Recently the foundation has been expanding its scope, adding testimony from the Cambodian genocide in 2009, the Armenian genocide in 2010, the Nanjing Massacre in 2010 and, in 2013, the Rwandan genocide. In each case Shoah partnered with established groups — the Documentation Center of Cambodia, for example — using its expertise to teach others how to conduct the interviews properly. The results are relatively modest so far — 64 testimonies for Rwanda, 61 for Armenia — but the recordings are being integrated into the larger collection with the goal of creating something that offers a broad perspective on genocide. “Genocide studies learned a lot from the Holocaust,” says USC history professor Wolf Gruner, who heads the center, “but Holocaust studies have been refreshed by genocide studies.”
The foundation’s IWitness website — “teaching the world through testimony” — has become a key resource for students. The site even includes a built-in video editor allowing students to build their own video essays by combining clips, photos, music and narration. And now, high-tech makeovers on a small subset of interviews will allow viewers to engage in a conversation with the subjects. A handful of Holocaust survivors are coming in to rerecord their interviews before a 360-degree, 50-camera setup that creates a three-dimensional recording. The interviews are conducted around the kind of questions the foundation has learned are the ones students most often ask, so when it’s combined with natural language voice recognition software it will create the appearance of a conversation.
Ask “Tell me about the day the Germans captured you” or “How were you liberated?” and the video will answer. Dr. Kori Street, who heads ups Shoah’s education, says the amazing thing about using the testimonies for teaching is the universality of the experience: “Whether the kid is in Rwanda or London or Los Angeles we see similar results” in terms of getting them to be more empathetic toward others and in challenging stereotypes. “A student can be global from their backyard.”

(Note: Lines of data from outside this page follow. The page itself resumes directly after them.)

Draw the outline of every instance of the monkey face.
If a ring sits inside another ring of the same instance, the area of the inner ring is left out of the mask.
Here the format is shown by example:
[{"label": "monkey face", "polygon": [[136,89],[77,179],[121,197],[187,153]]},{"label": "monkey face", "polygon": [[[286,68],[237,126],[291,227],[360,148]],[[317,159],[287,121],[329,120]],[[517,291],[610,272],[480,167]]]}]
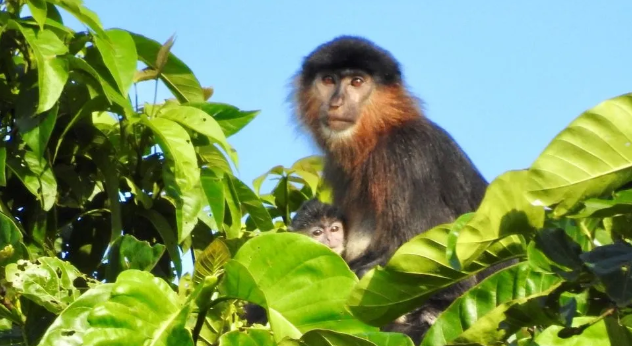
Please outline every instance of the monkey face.
[{"label": "monkey face", "polygon": [[312,94],[320,104],[318,118],[323,134],[329,137],[349,133],[374,89],[373,79],[362,71],[316,74]]},{"label": "monkey face", "polygon": [[313,226],[303,233],[339,255],[344,250],[344,228],[340,221]]}]

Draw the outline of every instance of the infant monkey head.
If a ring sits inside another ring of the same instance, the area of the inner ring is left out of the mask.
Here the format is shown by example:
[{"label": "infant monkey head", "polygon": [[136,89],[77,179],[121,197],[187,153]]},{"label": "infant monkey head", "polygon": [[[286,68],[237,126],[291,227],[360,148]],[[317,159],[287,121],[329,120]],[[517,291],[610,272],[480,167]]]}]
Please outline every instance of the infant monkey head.
[{"label": "infant monkey head", "polygon": [[311,199],[296,211],[290,231],[305,234],[340,255],[344,250],[344,224],[344,217],[338,208]]}]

Starting the Center for Advanced Genocide Research in 2014, with its mandate to study the causes and consequences of the Holocaust and other genocides, has been one of Shoah’s boldest moves. Gruner says one of the center’s main aims is to emphasize the amount of resistance to the Holocaust that occurred. “There’s a wrong perception still among the public and even large portions of scholarship that thinks of the Jews as a passive mass. There was no passivity among the Jews. That was a misconception which makes me furious,” says Gruner.
The center has promoted innovative research from comparing the similar experiences of Ukranian and Guatemalan freedom fighters, who both used the forest as a hiding place, to applying digital mapping tools to the testimonies to visualize the movements of groups of people from citizens to concentration camp prisoners to refugees.
The center’s other big goal is to advance understanding of how and when it might be possible to intervene in the cycle that leads to mass violence. “What we are trying to do is to look into the prehistory, to understand what leads first to an unfolding of violence and then this dynamic which creates a mass extermination,” explains Gruner. “A lot of research looked right into the massacres, but this is practically the end of a process. It’s important to look at the beginning.”